Alle Maßnahmen und Überweisung dürfen ausschließlich mit der Erlaubnis des Insassen durchgeführt werden. Die ärztliche Schweigepflicht sowie das ärztliche Recht auf Aussageverweigerung in einem Prozess bleiben auch in der Beziehung von Arzt und Patient innerhalb einer Strafanstalt bestehen.

Zahnärztliche und psychotherapeutische Leistungen im Strafvollzug

Leistungen der Freien Heilfürsorge zu Behandlungen von Zahnerkrankungen sowie von psychischen Erkrankungen leiten sich ebenfalls von den Richtlinien gesetzlicher Krankenkassen ab. So besteht beispielsweise die Möglichkeit, einen Zuschuss für Zahnersatz zu bekommen, wie er gesetzlich Versicherten in Freiheit zusteht. Den Eigenanteil kann die JVA in Härtefällen für mittellose Insassen auf Antrag übernehmen.
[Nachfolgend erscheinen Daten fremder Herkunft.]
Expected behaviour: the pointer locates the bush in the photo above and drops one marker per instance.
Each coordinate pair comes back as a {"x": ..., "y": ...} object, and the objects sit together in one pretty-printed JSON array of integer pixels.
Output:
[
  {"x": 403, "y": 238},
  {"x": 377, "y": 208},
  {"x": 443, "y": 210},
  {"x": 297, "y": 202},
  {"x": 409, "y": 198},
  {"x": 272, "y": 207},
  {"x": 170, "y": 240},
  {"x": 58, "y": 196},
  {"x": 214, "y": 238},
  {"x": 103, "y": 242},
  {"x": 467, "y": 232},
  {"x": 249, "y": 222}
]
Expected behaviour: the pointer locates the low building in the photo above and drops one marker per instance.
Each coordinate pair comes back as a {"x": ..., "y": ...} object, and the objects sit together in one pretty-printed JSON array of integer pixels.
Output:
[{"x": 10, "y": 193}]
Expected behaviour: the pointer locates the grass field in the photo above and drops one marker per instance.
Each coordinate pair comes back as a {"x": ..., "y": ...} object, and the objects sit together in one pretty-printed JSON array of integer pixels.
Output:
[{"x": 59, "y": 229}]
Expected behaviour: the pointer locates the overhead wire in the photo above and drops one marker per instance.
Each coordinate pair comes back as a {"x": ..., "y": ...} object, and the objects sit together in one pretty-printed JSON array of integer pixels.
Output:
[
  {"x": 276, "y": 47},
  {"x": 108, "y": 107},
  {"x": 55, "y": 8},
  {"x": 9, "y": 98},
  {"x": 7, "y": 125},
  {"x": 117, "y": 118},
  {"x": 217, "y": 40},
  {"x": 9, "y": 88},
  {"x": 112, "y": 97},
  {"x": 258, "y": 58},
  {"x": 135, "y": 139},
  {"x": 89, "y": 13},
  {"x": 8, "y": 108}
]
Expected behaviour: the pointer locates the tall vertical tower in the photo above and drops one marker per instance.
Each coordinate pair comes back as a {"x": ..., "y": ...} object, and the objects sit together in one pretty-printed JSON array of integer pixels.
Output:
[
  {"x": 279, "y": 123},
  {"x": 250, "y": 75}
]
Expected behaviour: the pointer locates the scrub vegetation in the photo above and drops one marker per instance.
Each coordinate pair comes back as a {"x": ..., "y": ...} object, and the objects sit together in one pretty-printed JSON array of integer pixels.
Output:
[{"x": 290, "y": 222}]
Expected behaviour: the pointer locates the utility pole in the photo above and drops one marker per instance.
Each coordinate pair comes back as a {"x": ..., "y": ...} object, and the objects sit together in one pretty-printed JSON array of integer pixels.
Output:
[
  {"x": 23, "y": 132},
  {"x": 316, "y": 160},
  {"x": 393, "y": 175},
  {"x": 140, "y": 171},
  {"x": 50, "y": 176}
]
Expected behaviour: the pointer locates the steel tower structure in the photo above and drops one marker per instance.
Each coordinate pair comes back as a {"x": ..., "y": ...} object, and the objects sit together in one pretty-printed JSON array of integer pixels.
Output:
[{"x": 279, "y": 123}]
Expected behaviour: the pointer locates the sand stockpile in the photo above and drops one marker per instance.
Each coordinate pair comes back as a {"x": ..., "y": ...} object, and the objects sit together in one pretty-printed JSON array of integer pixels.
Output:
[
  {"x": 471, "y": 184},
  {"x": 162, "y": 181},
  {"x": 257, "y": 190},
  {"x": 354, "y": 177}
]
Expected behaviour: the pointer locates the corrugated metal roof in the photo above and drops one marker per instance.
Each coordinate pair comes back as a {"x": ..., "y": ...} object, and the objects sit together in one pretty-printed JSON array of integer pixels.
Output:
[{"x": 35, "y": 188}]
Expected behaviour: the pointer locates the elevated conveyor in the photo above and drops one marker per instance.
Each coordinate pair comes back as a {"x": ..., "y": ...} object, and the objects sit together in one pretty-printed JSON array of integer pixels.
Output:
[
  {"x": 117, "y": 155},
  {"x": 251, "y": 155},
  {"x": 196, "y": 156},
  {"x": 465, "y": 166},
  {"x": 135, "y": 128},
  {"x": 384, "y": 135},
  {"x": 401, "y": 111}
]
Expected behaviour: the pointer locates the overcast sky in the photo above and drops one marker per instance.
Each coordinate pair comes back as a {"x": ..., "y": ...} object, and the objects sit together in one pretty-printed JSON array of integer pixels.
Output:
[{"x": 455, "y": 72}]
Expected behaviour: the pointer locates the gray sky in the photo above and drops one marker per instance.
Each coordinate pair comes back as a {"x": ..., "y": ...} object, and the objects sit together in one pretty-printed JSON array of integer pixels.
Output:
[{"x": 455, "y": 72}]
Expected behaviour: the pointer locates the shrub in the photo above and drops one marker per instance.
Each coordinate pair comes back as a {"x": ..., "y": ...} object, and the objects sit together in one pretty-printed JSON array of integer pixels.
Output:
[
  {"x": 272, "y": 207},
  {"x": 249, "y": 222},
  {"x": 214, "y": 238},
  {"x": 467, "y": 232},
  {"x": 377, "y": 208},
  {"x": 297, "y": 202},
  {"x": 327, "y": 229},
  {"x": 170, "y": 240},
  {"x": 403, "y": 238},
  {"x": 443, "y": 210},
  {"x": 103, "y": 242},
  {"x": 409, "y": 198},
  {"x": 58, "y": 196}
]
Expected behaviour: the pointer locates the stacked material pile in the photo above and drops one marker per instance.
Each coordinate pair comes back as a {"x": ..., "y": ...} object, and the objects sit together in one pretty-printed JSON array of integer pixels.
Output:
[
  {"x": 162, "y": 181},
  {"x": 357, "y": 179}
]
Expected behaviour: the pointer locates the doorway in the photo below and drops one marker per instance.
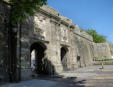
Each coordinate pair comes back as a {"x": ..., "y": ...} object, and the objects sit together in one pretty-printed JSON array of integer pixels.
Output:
[
  {"x": 64, "y": 52},
  {"x": 37, "y": 58}
]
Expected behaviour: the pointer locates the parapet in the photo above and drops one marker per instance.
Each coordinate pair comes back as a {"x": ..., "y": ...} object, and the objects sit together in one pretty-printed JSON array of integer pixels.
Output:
[
  {"x": 50, "y": 10},
  {"x": 66, "y": 19},
  {"x": 82, "y": 33}
]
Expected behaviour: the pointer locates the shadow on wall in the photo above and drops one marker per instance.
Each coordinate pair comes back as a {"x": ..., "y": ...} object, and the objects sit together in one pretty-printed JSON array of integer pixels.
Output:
[{"x": 66, "y": 82}]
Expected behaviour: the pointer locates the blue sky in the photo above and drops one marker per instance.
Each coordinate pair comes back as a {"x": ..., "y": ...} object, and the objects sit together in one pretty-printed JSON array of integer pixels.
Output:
[{"x": 88, "y": 14}]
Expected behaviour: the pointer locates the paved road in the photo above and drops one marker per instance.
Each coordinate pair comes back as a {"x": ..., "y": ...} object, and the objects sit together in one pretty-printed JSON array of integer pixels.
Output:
[{"x": 84, "y": 77}]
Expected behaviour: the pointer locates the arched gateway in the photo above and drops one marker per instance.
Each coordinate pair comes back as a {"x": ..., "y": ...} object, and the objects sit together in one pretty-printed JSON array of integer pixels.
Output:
[
  {"x": 64, "y": 52},
  {"x": 38, "y": 64}
]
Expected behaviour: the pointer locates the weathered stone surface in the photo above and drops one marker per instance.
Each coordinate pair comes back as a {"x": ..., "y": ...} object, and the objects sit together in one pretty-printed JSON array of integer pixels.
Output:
[
  {"x": 4, "y": 19},
  {"x": 52, "y": 31}
]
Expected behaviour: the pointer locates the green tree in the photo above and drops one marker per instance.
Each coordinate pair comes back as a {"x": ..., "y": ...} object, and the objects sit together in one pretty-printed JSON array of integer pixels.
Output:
[
  {"x": 96, "y": 37},
  {"x": 22, "y": 7}
]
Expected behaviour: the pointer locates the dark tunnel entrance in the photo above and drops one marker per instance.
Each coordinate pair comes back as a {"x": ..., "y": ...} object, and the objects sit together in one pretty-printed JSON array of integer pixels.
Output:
[
  {"x": 64, "y": 51},
  {"x": 37, "y": 58}
]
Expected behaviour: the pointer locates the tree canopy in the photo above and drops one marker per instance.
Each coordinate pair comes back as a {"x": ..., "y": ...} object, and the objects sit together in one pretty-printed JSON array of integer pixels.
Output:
[
  {"x": 96, "y": 37},
  {"x": 19, "y": 8}
]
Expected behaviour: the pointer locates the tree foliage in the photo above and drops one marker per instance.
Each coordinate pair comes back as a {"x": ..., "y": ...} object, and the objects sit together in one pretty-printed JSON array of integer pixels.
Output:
[
  {"x": 19, "y": 8},
  {"x": 96, "y": 37}
]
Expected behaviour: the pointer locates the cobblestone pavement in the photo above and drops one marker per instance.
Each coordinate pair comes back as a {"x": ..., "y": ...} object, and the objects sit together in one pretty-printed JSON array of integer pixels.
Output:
[{"x": 92, "y": 76}]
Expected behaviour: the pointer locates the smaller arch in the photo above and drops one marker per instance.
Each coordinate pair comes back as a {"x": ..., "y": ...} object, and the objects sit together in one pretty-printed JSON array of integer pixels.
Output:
[
  {"x": 37, "y": 51},
  {"x": 64, "y": 51}
]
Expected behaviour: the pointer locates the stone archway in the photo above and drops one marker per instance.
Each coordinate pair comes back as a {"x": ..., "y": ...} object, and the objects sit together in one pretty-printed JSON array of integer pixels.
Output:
[
  {"x": 37, "y": 58},
  {"x": 64, "y": 52}
]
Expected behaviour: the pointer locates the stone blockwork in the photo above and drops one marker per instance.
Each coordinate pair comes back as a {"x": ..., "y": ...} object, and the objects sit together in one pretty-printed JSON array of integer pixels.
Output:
[
  {"x": 4, "y": 21},
  {"x": 65, "y": 46}
]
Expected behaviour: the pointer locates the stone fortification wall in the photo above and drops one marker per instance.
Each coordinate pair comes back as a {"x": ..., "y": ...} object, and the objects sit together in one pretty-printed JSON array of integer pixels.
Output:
[
  {"x": 53, "y": 32},
  {"x": 4, "y": 21}
]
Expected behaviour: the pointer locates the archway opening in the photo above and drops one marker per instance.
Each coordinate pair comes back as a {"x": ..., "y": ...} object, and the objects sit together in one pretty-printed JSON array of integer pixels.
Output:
[
  {"x": 37, "y": 58},
  {"x": 64, "y": 51}
]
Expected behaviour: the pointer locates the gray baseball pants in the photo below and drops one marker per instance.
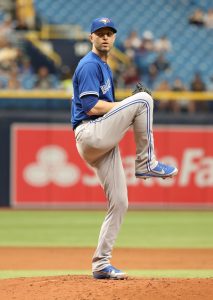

Unter psychischen Erkrankungen leiden zahlreiche Insassen von Jusizvollzugsanstalten, häufig verbunden mit Suchtproblemen. Die psychiatrische und psychotherapeutische Versorgung in der Haft ist daher eine weitere wichtige Säule der medizinschen Versorgung während der Haft. 
 

Regelungen der Krankenversicherung nach der Haftentlassung

Sofern man vor Haftantritt oder während des Verbüßens der Strafe seine Mitgliedschaft in einer gesetzlichen Krankenversicherung nicht gekündigt hat, besteht die Mitgliedschaft auch nach der Haftentlassung fort. Die allgemeinen Pflichten zur Sozialversicherung richten sich danach, ob der Haftentlassene sofort eine neue Anstellung eingeht oder im Anschluss an die Haft Sozialleistungen bezieht. Erhält der Entlassene Arbeitslosen- oder Bürgergeld, übernimmt der Staat die Beiträge für Kranken- und Pflegeversicherung. Ein Beschäftigungsverhältnis verpflichtet den ehemals Inhaftierten hingegen zu Abgaben gegenüber der Kranken- und Rentenversicherung genauso wie gegenüber der Arbeitslosen- und Pflegeversicherung. Fällt der Lohn allerdings unter die Jahresarbeitsentgeltgrenze, befreit dies von der Krankenversicherungspflicht. Abgaben zur Sozialversicherung übernimmt wie üblich der Arbeitgeber.

Übergangsfristen für ein GKV-Mitglied

Durch den Beschäftigungsstatus erhält der Haftentlassene das Recht zur Krankenkassenwahl. Nach der Unterzeichnung des Arbeitsvertrages hat er eine Frist von zwei Wochen für den Krankenkassenwechsel. Bleibt die Frist ungenutzt, so fällt seine Mitgliedschaft automatisch der Krankenkasse zu, in der er vor Haftantritt Mitglied war. Der Krankenkassenwechsel ist jedoch erst möglich, nachdem die Bindungspflicht von 12 Monaten erfüllt wurde. Die gleichen Rechte und Fristen kommen auch beim Bezug von ALG oder Bürgergeld zum Zug.